Critics of DeSantis and the unemployment system’s performance acknowledge the progress but say he’s painting too rosy of a picture, since thousands of claimants still remain unpaid.
“There are still people coming to my inbox — hundreds of people that don’t have any revenue coming in and they applied in March,” said Rep. Anna Eskamani, D-Orlando, “They’re doing everything right so the governor’s rhetoric just doesn’t make sense. It doesn’t accurately reflect what’s happening on the ground whatsoever.”
Despite the progress, other states half of Florida’s size are processing similar amounts of claims in less time.
In next-door Georgia, for instance, the state processed more than 2 million claims between March 21 and May 16, compared
with the 1.6 million claims processed in Florida between March 15 and May 28, three weeks more than the Georgia timeline.
Georgia’s payments have totaled more than $3 billion, and while Florida has paid out $3.7 billion, the amount paid by the states, instead of by the federal government as part of the CARES Act, is similar: $1.08 billion in Florida and $926.8 million in Georgia.
Georgia has 10.6 million people, less than half of Florida’s 22 million.
In Michigan, a state with 9.66 million people, the state has paid out $5.6 billion to 1.3 million workers through May 14.
California has nearly double Florida’s population with 39.5 million people, but has paid out $16 billion in claims through May 21, more than four times as much as Florida.
Part of the discrepancy is because those states pay higher maximum weekly payments than Florida, where claimants can only receive up to $275 per week. California’s maximum payment is $450, Georgia’s is $365 and Michigan’s is $362. But Michigan has also paid out more claims than Florida’s 1 million.
Applicants are currently receiving an extra $600 per week paid by Washington under the CARES Act, but that expires July 31.
A comprehensive comparison of how Florida’s system has fared in relation to other states is difficult because of the lag time the U.S. Department of Labor has in reporting in-depth statistics for jobless benefits. In the most recent data available, Florida had a recipiency rate — the amount of people receiving benefits compared with the total unemployed — of 7.6 percent in the fourth quarter of 2019, the lowest among states.
Florida has received 2.2 million claims, according to DEO, and 1.98 million have been confirmed as unique.
The 1.6 million claims processed and 1 million claims paid is a significant improvement on the 6 percent of claims paid in the early weeks of the crisis.
DeSantis has said many of the remaining problems arise from user error such as Social Security numbers not entered or incomplete forms submitted.
But users of CONNECT, the state’s system, report it often doesn’t work at all, and is ridden with glitches when it does. And when it works correctly, an excess amount of red tape makes getting payments cumbersome.

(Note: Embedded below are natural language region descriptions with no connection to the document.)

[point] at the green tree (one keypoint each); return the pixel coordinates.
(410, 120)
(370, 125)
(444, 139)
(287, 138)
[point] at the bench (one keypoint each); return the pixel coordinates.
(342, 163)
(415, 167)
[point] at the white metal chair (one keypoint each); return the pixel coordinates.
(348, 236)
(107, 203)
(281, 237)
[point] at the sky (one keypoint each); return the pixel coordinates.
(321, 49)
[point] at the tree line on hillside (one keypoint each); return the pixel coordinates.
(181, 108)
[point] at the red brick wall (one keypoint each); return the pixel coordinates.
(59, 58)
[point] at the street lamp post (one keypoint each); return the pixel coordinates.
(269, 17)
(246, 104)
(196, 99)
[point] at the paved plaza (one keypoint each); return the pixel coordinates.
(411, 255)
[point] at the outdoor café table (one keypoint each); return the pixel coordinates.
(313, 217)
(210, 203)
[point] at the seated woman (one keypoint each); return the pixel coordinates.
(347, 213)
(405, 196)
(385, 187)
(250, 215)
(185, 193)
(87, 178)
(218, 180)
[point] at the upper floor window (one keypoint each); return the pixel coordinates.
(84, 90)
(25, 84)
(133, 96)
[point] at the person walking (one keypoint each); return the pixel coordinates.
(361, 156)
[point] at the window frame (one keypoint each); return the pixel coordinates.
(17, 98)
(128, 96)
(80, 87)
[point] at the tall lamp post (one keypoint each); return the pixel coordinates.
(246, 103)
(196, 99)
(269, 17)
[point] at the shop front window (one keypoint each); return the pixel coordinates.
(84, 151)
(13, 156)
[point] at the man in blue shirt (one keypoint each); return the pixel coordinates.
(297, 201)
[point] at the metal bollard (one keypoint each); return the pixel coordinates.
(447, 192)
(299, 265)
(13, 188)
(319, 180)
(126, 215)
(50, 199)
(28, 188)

And even when the payment comes there can be problems. Eskamani said she’s received emails from constituents who struggled to file in March or April, or were initially deemed ineligible, but were approved when they tried again in May. But the payment only reflected the weeks unemployed in May and their attempts to get retroactive benefits have gone unfulfilled so far.
One area where Florida compares favorably with other states has been its ability to handle the historic surge in claims. Florida had $4 billion in its jobless benefits fund when the crisis began, far more than other states and double the $2 billion it had when the Great Recession hit in 2008.
During that crisis, Florida had to borrow $2 billion from the federal government to cover claims, and other states could soon run out of funds as unemployment numbers continue to climb.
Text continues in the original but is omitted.